Levana is fifteen when the book opens. Her parents have been assassinated and her ruthless sister is about to be crowned Queen. Levana knows that her sister will make a terrible ruler. Levana wants to rule her people, she wants to marry a member of the guard with whom she's infatuated, and she wants to be beautiful. 

In some ways Levana sounds like the epitome of the teenage girl. She wants to be in love, she wants to be beautiful, and she wants to be in charge. But I just couldn't get behind the story line because in order to do these things, she becomes progressively more evil. To some extent, I'm hoping that was Meyer's intentions. I don't think she wrote this back story to make Levana an endearing character, but I am a little worried that readers might take it that way. 
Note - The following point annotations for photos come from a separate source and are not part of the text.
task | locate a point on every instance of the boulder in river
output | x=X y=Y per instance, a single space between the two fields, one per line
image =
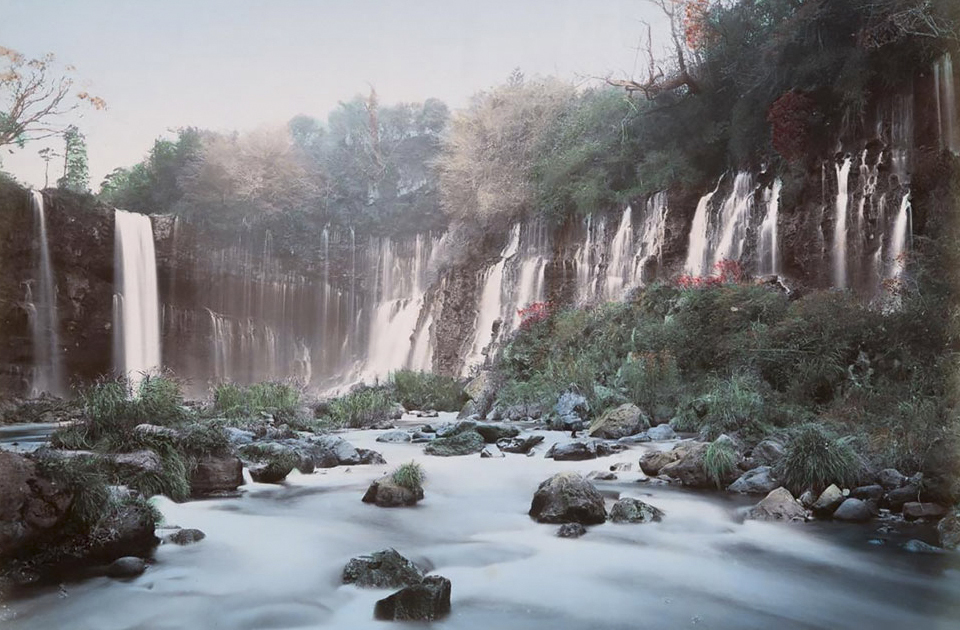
x=466 y=443
x=519 y=445
x=619 y=422
x=779 y=505
x=382 y=569
x=853 y=511
x=385 y=492
x=760 y=480
x=427 y=601
x=568 y=498
x=629 y=510
x=214 y=474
Part of my discontent with the story line actually comes from the people's powers. I usually love magic based anything, but this takes it a little too far. Levana constantly holds herself under glamour. She's very good at it. However, she uses other people's faces as a blueprint for her glamours. Which means she can take on the appearance of anyone. And she uses this to her advantage in so-called "wooing" the guard. She also uses mind-control. To me, this equates to nothing less than rape and emotional abuse. To my mind, this just cements Levana as a villain. It makes me desperately hope for her demise in Winter. I'm a little worried that in giving us Levana's back story, Meyer is preparing us for a different outcome in Winter--a hero saving the villain story line. Which I firmly, do not want. 

Meyer's writing is wonderful as usual. I found myself completely entranced, even when I was disgusted by what was happening on the page, the writing kept me glued to it. If this was the first thing I'd read by her, I might not have kept going. But knowing the rest of the story, knowing about Cinder and Winter and Kai and Scarlet, I was able to think of the future as Levana's demise. 

I don't think this is necessary to read to enjoy the rest of The Lunar Chronicles, but for those who have loved the other books and want to know more about the universe, I would recommend this book to them.